You might wonder whether we can generalize the idea of binomial coefficients to trinomials and other larger nomials. The answer is: yes! These are called multinomial coefficients and are denoted $\binom{n}{n_1,n_2, \dots, n_k}$. In particular, $$\binom{n}{n_1, n_2, \dots, n_k} = \frac{n!}{n_1! n_2! \cdots n_k!}$$ is the coefficient for the term $(x_1^{n_1} x_2^{n_2} \cdots x_k^{n_k})$ in $(x_1 + x_2 + \cdots + x_k)^n$. Just like with the Binomial Theorem, one can prove that this is true combinatorially—notice a suspicious similarity in this definition.

The Pigeonhole Principle

On the second floor of Crerar, just outside the TA office hour rooms, you'll find the grad student mailboxes.
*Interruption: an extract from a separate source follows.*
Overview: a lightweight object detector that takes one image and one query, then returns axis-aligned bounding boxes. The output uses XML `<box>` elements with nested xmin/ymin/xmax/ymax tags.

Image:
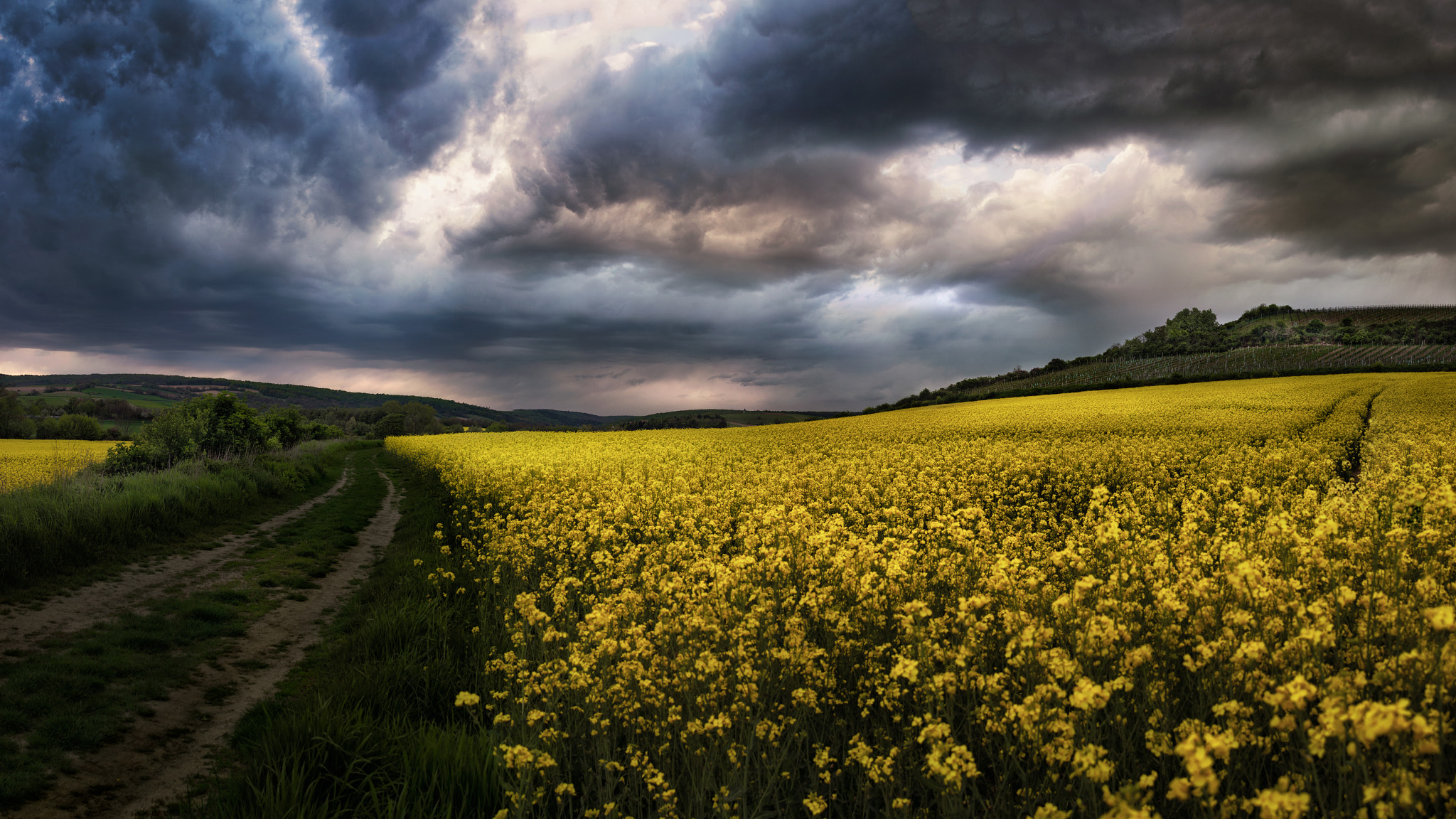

These mail slots are also called pigeonholes. This came from earlier usage, when people really did keep birds in large arrangements of small compartments.

The pigeonhole principle was first stated by Dirichlet in the 1800s and the story goes that it was named as such because Dirichlet's father was a postmaster. However, Dirichlet's naming and statement was in French and German and is rendered as pigeonhole in English. We don't really call these things pigeonholes anymore, and it is probably just as well that we think of birds and holes since it illustrates the basic idea quite nicely: if you have more birds than holes, then one of those holes is going to contain more than one bird.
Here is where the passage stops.